Shamrock poisoning isn’t as common as you’d think. Cats have a way of steering clear of many dangerous plants they encounter. Not to mention, the bitter taste may keep them from eating a lot of it. If your cat is caught eating these plants, and their kidneys are healthy, they may pass the toxins without too much issue. Still, your veterinarian needs to be contacted if they are showing any signs of toxicity.
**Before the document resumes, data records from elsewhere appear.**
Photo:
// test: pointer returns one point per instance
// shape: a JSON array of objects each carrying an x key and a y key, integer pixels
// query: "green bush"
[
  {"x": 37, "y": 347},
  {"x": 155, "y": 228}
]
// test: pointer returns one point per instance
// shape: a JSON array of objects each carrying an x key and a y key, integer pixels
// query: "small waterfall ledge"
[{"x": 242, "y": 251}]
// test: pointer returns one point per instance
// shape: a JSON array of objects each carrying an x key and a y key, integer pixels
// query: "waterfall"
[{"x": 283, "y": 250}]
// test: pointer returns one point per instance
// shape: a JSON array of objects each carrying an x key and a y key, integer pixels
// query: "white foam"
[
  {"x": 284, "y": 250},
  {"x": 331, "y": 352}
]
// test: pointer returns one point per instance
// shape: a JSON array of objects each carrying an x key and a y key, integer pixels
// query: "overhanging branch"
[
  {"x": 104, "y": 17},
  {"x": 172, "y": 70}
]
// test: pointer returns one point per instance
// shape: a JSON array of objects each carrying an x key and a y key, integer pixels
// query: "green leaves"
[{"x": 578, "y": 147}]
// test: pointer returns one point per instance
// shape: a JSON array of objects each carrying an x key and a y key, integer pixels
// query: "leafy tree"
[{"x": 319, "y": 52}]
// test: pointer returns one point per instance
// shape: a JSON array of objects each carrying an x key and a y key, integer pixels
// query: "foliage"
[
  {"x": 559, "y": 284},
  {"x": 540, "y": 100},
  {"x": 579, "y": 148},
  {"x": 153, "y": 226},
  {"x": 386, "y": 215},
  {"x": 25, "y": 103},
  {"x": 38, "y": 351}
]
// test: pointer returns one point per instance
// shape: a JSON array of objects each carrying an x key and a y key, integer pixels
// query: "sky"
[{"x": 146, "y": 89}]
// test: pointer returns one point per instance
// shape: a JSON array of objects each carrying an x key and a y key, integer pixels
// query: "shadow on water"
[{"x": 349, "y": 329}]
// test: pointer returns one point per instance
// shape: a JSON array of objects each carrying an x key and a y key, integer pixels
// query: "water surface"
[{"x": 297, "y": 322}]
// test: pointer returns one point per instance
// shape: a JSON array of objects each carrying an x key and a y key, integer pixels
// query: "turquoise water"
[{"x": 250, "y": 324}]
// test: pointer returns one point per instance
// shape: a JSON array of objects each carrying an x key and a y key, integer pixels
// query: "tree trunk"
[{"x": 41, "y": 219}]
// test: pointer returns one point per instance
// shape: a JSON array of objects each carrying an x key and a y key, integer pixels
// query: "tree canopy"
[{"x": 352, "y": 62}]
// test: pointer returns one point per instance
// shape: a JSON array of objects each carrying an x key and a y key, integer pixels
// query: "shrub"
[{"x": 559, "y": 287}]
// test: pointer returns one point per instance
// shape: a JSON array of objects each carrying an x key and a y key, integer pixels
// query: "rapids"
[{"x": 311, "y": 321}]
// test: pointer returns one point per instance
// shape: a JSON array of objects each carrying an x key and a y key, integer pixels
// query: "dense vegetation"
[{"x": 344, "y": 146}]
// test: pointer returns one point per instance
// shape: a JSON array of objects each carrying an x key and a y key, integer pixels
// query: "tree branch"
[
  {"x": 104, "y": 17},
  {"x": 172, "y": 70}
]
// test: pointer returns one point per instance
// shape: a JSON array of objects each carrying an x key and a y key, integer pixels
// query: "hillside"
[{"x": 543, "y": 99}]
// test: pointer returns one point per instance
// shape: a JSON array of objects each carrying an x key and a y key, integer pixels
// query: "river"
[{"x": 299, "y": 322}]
If possible, tell them how much your cat ate and how long ago it happened. Even if your cat isn’t showing signs, the veterinarian will know your cat’s health status. This will help them decide whether your kitty should come in for an evaluation or if the situation can be monitored from home.


Final Thoughts

If you have a cat in your home, you don’t have too much to worry about if you see them munching on clover. Unless it is shamrocks, that is, as these can be very dangerous to your kitty. If your cat eats shamrocks, call your veterinarian right away for assistance on the matter. For pet parents who allow their feline friends to wander outside, pay close attention to the areas where they roam. You never know when they may find a patch of clover and become intrigued, and while eating one or two won’t usually harm them, they still shouldn’t eat too much.